Olympic football at least continued to bring with it a level of success- bronze came after beating hosts Italy in the Games of 1960, following a semi-final loss to Denmark after a clean sweep of wins in their group stage matches, brushing aside India, France & Peru in Group D of the competition. Two years later at the World Cup in Chile they would make the quarter finals before losing to Czechoslovakia, the group stage having seen them beat England once more though by a much narrower scoreline of two goals to one!

 

The style of old was then turned on again to beat Bulgaria 6-1 before a scoreless draw with Argentina.
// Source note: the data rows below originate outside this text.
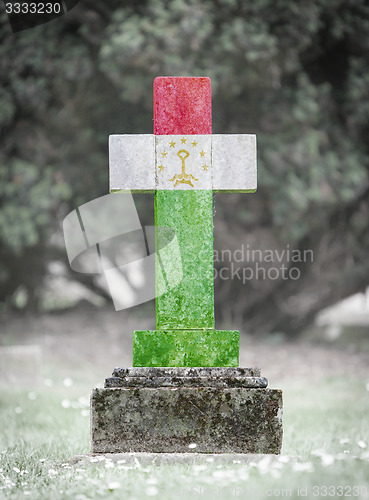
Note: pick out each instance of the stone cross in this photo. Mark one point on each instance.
(183, 163)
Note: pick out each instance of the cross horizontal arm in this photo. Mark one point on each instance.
(218, 162)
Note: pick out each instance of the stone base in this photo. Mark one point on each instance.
(230, 412)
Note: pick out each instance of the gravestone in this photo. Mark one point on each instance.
(185, 391)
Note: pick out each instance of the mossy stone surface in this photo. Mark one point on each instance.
(168, 420)
(191, 304)
(186, 348)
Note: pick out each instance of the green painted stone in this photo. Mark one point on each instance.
(186, 348)
(191, 304)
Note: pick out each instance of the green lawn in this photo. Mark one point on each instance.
(325, 451)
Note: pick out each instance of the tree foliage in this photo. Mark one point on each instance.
(294, 73)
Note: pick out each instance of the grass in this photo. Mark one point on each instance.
(325, 451)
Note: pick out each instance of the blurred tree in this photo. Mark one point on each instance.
(296, 74)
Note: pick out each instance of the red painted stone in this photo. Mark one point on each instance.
(182, 105)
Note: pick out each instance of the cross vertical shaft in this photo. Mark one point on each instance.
(182, 106)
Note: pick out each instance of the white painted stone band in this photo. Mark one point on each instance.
(145, 162)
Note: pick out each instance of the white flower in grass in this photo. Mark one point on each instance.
(67, 382)
(199, 467)
(114, 485)
(152, 491)
(303, 467)
(327, 460)
(275, 473)
(318, 453)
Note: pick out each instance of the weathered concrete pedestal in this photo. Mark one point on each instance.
(164, 410)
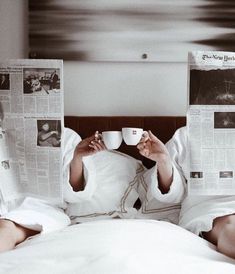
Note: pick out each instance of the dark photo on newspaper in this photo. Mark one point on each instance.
(211, 123)
(31, 126)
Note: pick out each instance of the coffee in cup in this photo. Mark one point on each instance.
(112, 139)
(132, 135)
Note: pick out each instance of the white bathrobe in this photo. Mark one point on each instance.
(197, 212)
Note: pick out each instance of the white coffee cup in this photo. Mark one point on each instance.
(112, 139)
(132, 135)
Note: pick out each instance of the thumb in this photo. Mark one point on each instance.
(152, 136)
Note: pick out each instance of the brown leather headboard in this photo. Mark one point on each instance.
(163, 127)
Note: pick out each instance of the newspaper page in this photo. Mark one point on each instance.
(31, 125)
(211, 123)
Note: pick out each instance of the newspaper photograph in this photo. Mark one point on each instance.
(31, 125)
(211, 123)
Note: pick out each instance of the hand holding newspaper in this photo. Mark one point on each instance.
(31, 123)
(211, 123)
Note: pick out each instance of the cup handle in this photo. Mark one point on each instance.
(145, 135)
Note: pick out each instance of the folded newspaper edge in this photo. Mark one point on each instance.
(32, 122)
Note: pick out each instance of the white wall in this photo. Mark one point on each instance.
(103, 88)
(125, 88)
(13, 29)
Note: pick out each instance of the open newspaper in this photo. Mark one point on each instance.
(211, 123)
(31, 123)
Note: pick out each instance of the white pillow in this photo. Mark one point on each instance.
(111, 188)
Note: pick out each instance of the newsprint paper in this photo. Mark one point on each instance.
(211, 123)
(31, 123)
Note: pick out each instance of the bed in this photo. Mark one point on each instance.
(118, 245)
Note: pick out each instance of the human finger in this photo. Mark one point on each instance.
(97, 145)
(141, 145)
(144, 152)
(144, 137)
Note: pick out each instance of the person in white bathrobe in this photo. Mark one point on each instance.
(209, 216)
(21, 219)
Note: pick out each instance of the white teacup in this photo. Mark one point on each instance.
(112, 139)
(132, 135)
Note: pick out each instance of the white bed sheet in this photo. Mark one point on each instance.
(117, 247)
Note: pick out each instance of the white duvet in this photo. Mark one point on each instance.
(117, 246)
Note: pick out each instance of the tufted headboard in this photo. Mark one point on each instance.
(163, 127)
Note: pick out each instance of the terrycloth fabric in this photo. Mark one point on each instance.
(197, 212)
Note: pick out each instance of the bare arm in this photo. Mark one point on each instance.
(86, 147)
(151, 147)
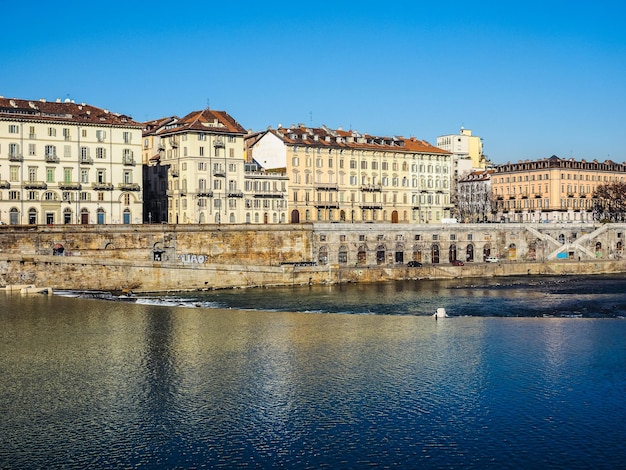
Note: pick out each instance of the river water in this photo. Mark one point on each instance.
(526, 373)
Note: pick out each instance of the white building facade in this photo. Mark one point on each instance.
(67, 163)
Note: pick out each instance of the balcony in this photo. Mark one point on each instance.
(70, 185)
(35, 185)
(102, 186)
(371, 188)
(129, 187)
(326, 187)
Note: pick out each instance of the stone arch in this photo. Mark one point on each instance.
(434, 253)
(399, 253)
(381, 251)
(361, 255)
(322, 257)
(342, 255)
(452, 253)
(295, 216)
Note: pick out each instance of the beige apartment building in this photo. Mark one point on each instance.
(196, 172)
(346, 176)
(552, 189)
(63, 162)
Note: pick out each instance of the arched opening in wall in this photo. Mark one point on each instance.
(322, 257)
(32, 216)
(486, 251)
(434, 254)
(295, 216)
(452, 253)
(14, 216)
(399, 253)
(361, 256)
(67, 216)
(417, 254)
(380, 254)
(342, 256)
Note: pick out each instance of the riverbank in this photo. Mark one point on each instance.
(183, 258)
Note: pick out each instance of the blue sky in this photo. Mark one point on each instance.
(531, 78)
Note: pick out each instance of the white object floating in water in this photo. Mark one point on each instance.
(440, 313)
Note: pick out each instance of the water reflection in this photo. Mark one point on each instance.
(89, 384)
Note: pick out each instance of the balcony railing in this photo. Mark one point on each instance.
(129, 187)
(70, 185)
(35, 185)
(102, 186)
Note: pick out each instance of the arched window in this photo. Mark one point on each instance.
(380, 254)
(342, 257)
(322, 258)
(435, 254)
(361, 256)
(452, 253)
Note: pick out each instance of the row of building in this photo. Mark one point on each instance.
(62, 162)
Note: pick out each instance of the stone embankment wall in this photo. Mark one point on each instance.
(169, 257)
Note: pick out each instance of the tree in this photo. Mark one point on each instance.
(609, 202)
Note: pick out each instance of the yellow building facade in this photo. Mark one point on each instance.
(552, 189)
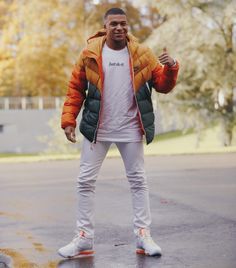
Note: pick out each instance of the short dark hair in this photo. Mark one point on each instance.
(114, 11)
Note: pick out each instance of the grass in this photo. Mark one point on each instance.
(164, 144)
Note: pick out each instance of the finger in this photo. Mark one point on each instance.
(69, 135)
(164, 61)
(73, 137)
(163, 57)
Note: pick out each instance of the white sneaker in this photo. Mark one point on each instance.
(146, 245)
(79, 246)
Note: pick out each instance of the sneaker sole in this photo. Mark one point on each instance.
(85, 253)
(142, 252)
A measure of revenge for the Olympic defeat by the Danes would come two years later at the 1964 European Championship in Spain, triumphing 3-1 after extra time in the third place play off.

 

Interestingly the pattern of World Cup quarter final hoodoo would again come into play when the Magyars qualified for a '66 return visit to England. The Soviet Union winning 2-1 at Roker Park after an opening Old Trafford group stage defeat by Portugal had been followed up with wins over Brazil at Goodison Park then Bulgaria, again at the Theatre of Dreams.

 

They then became the most successful side in Olympic football history with a third title win at the Mexico '68 games- yet again beating Bulgaria in the final by four goals to one after easing past Japan in the semis. That had come after they ground out a 1-0 win over Guatemala in the quarters having eased out Ghana & El Salvador in the group phase, going through alongside Israel.

 

Success would start to ease off after a loss to hosts Belgium in the Euros of 1972, & we would not see them again on a similar tournament stage until a scarcely believable 44 years later when they made it to Euro 2016 under the stewardship of Bernd Storck.

 

The German led them to qualification after a third place finish in group F behind Northern Ireland & Romania, and a play-off with Norway- who were dispatched 3-1. Drawn again in Group F of the tournament itself, they were paired with Austria (whom they had in a sense played alongside during the Anschluss years), Iceland & Portugal.

 

A win & two draws was enough to see them top- beating Austria 2-1 a great start prior to draws with Iceland & the Portuguese. That set up a last 16 tie with Belgium, who swatted them aside 4-0.

 

The World Cup has been minus a Magyar presence since the year prior to my own birth. Their first group match of that 1986 finals was a 6-0 hiding by the Soviets, swiftly followed up with a 2-0 win over Canada & 3-0 beating by France.

 

Failure to qualify for any tournaments outside the Olympics led to their lowest FIFA ranking to date by 1996, as they dropped to 87th. Not even the 1993 return of Puskás as manager lifted the gloom, as he lasted only four matches. One of his later successors, Peter Bozsik, would also walk out following a Euro 2008 qualifying campaign which saw them hit the low of losing to the minnows of Malta.

 

Even looking outside of the country for managers was seemingly a failed experiment as neither Lothar Matthaus nor Dutchman Erwin Koeman (Ronald's brother) could stop the slump. This then paved the way for Storck to work a minor miracle, before being sacked for failing to get to last year's World Cup in Russia, qualifying having included a loss to Andorra along the way.

 

Marco Rossi's subsequent (& currently ongoing) reign, assisted by former West Brom man Zoltan Gera, has latterly brought with it some encouraging results in the new Nations League. Euro 2020 qualification currently finding them top of Group E after wins over CroatiaAzerbaijan & Wales, a decent recovery from an opening loss to Slovakia. Time will, as it always does, tell whether that will be enough to wake this giant from a long sleep!